Segundo o Sr. Z. Cjakowski, não se põe o dilema que o Prof. Plinio Corrêa de Oliveira diz poder-se deparar às nações do Ocidente: ou a aceitação de um regime comunista, com risco de extirpação da Fé, ou a luta, com risco de guerra termonuclear. A prova disso seria a situação do Catolicismo na Polônia, que não é nem “idílica” nem “de catacumbas”: ela se traduz num modus vivendi, no sentido de um respeito verbal das respectivas doutrinas por parte de comunistas e católicos, colaborando todos na edificação de uma sociedade conforme aos princípios da ideologia marxista.

Mas, justamente, sr. redator-chefe — prossegue o Sr. Henri Carton, dirigindo-se ao jornalista polonês —a sua esperança dá razão ao Dr. Plinio, que teme que o modus vivendi à maneira polonesa conduza à debilitação na atitude anticomunista”. Aceito o modus vivendi nas condições descritas, os católicos continuariam talvez a recitar o Credo com a ponta dos lábios, mas o seu coração e o seu espírito estariam embebidos de todos os erros do comunismo, o que equivaleria, concretamente, à perda da fé.

Assim sendo, para evitar o mal imenso que representaria a perda de milhões de almas, não valeria mais aceitar a luta contra o comunismo, embora isto acarretasse o risco de uma guerra termonuclear?

Quando o Prof. Plinio Corrêa de Oliveira responde afirmativamente, “ele nada mais faz — observa o Sr. H. Carton — do que traduzir o ensinamento de Cristo e da Igreja; ele não é por isto um “belicista”, mas um cristão lógico e fiel, animado por uma sã “violência”, que é necessária a todos aqueles que desejam o reino de Deus. Ele toma a sério o ‘de que serve ao homem ganhar o mundo inteiro se vier a perder a sua alma?’

O Sr. Z. Czajkowski, porém, opta pela aceitação de uma vitoria total do comunismo. Sustenta, então, que essa vitoria não significaria a perda da fé, “mas antes a sua conservação e purificação, sob a condição de que os cristãos se tornem os mais zelosos e desinteressados aliados dos comunistas, para construir o mundo conforme o plano destes”.

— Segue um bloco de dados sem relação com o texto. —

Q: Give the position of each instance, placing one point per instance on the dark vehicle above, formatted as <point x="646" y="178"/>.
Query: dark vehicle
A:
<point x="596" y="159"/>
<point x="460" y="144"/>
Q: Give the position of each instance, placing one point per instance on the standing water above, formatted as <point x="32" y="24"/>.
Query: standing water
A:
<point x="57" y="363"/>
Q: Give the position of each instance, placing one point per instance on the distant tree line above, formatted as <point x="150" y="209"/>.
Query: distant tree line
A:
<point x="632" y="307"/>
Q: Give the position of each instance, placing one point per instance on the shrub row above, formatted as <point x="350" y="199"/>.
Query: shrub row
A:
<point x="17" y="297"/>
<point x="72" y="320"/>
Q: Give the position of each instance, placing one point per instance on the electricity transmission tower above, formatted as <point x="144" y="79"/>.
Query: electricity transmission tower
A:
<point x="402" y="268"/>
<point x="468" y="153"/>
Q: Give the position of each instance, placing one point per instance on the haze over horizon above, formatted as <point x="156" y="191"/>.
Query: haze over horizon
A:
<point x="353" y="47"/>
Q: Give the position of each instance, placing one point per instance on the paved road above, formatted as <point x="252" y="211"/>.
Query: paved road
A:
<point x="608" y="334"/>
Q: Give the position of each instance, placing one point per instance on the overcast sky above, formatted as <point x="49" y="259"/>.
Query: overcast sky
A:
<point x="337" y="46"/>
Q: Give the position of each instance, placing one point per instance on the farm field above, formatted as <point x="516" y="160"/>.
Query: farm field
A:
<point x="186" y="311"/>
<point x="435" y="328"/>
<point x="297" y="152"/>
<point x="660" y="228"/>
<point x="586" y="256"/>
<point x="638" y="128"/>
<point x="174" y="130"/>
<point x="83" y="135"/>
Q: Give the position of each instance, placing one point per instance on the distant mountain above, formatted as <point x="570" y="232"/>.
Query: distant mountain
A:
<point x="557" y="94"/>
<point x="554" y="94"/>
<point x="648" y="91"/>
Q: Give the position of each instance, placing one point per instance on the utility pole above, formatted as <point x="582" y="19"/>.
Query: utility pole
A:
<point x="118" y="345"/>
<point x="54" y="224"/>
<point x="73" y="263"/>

H. Carton mostra que, segundo o próprio Lenine, para acabar com a religião é mais importante introduzir a luta de classes no seio da Igreja do que atacá-La de frente. E tanto isto é verdade, que os que não quisessem adotar tal tática, de fato beneficiariam a Igreja, cujos defensores “nada mais desejam do que ver substituída a divisão dos operários no plano da greve por uma divisão no plano da fé em Deus” (Lenine, “Parti ouvrier et religion” — “Pages choisies” — tomo II, p. 315).

Portanto, “inaugurando a nova tática (de coexistência pacifica), Kruchev não se mostrou menos comunista que Lenine; pelo contrario, deu provas de um leninismo mais fiel”.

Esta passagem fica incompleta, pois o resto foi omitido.